The psalms are themselves prayers that have been used in Judaism and Christianity as a means of prayer. But there is another important aspect to the psalms for Christians. Many of the psalms are messianic – they talk about Christ. A lot of the psalms make sense when they are connected to Christ. Psalm 22 – ‘My God, my God why have you forsaken me’ – is one of those. It talks about dereliction, but, towards the end of the psalm, it ends on a note of triumph in the assuredness of God’s care and love and eventual victory. The death on the cross silences Christ but in the psalms, such as Psalm 22, his voice continues to reverberate and speak to the faithful and to the world at large.
What was going on on the cross was not a charade with the happy ending already in sight. Christ went to the cross being fully human and that means he had that uncertainty that we all have and that we battle and conquer through faith.

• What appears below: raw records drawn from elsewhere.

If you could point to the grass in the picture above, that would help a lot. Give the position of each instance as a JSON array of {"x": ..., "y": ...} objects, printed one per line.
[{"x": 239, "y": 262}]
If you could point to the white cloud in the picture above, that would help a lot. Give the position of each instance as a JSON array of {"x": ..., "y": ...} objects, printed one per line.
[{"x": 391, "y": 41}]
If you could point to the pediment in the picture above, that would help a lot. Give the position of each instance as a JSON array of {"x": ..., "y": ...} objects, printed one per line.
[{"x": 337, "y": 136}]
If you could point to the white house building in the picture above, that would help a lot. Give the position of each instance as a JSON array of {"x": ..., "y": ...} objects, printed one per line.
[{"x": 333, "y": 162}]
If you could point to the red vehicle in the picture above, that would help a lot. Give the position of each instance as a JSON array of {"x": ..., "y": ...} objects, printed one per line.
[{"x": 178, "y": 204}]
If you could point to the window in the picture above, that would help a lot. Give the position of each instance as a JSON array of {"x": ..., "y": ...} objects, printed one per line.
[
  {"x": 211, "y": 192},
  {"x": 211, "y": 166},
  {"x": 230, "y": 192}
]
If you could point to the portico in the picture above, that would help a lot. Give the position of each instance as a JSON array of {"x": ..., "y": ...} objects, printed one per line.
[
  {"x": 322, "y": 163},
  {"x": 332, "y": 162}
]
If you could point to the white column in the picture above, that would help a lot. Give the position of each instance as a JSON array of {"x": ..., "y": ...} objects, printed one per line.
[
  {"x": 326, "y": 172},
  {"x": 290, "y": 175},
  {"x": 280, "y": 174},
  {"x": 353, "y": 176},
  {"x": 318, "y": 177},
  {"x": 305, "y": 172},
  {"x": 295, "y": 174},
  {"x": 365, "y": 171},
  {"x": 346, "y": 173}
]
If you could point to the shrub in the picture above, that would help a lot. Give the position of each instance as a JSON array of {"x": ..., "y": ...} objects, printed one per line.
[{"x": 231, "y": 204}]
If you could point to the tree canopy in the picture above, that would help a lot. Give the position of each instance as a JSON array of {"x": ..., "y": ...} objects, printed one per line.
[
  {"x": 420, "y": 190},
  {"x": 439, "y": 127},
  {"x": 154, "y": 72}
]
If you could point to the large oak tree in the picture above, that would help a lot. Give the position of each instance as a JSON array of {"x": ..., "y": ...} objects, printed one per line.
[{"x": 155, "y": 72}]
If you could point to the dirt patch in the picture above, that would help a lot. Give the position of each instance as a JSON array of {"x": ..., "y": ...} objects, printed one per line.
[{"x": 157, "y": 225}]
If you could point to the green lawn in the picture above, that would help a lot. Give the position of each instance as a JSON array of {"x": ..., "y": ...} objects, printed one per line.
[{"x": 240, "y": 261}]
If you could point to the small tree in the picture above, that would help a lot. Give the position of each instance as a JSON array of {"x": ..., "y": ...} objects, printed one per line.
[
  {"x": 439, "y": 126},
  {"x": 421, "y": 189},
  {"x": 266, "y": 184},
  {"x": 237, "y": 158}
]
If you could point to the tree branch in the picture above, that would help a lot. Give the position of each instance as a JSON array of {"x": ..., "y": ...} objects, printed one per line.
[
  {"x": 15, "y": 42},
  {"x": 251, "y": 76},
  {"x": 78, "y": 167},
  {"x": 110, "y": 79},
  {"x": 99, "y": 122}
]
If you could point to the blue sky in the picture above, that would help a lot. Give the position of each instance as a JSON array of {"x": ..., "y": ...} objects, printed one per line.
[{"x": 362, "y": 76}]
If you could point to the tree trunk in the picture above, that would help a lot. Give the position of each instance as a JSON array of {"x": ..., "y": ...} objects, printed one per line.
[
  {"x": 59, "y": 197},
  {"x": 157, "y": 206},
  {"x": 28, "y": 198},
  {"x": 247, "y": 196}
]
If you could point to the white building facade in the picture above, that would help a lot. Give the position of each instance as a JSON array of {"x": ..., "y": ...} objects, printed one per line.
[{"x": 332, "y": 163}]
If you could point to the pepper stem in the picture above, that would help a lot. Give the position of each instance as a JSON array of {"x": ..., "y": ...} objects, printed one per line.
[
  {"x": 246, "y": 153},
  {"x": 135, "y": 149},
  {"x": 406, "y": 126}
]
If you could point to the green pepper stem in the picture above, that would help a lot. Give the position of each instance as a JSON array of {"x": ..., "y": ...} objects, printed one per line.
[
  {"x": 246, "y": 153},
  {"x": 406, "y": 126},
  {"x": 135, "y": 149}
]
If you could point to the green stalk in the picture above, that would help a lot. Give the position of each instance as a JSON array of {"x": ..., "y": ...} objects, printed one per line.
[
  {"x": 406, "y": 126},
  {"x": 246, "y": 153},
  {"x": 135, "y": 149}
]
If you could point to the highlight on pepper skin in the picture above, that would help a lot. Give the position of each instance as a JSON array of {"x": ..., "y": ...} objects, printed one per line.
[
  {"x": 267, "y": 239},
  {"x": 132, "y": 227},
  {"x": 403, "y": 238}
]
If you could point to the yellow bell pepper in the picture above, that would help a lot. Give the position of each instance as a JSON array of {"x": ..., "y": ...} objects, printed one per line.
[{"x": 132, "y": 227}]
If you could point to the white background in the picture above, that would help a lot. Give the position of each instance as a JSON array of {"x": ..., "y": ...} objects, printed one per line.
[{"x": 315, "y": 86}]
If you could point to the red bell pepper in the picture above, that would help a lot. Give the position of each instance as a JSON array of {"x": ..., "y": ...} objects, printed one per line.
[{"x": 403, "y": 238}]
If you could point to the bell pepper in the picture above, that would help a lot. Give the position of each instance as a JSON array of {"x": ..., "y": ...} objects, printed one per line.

The importance of prayer is that it is through prayer that we are enabled to become truly human in that we build our union with the rest of humanity as we pray for those who have crossed our path. But it does not end there. We, also through prayer, build up and nourish our relationship with God, and it is through this relationship that we are renewed and saved, that we become new people. In a sense, we become people that we were always intended to be. The results are not always instantaneous and sometimes they are ambiguous but this is so that prayer does not become like some talisman or secret power that we exert over God and creation. We often ask why prayers are sometimes not answered, at least in the way that we want. We yearn for prayer that works instantly at our very demand. This is something that we cannot expect because God is sovereign and we cannot control Him through the words of our prayers as if we were the ones in supreme control.
I have already mentioned it, but it deserves repetition. Our prayers have to be married to actions which reflect our prayers. Prayer is not just a series of words but in addition to the words, it is a type of life that incorporates our relationship to God and to our neighbor. Our neighbor defines our ‘self’ and in a sense, gives us our being that places us closer to God. Without actions, our prayers can become mere rote words which have very little impact on our lives and on our selves.
The other thing about prayer is that it has to be consistent – not something that we do sporadically. We need to build a relationship with God – and that is the essence of prayer and that is something that will prepare us for life in the New Creation. We must develop a life of prayer that is constant and through which we grow in our love of God and our neighbor. There will be times when we do not feel like praying but we should put in the effort and it will pay off.
We pray because we are in the center of a love story. The only definition of God in the New Testament is that God is love and in the next letter we are going to explore the terrifying import of those words.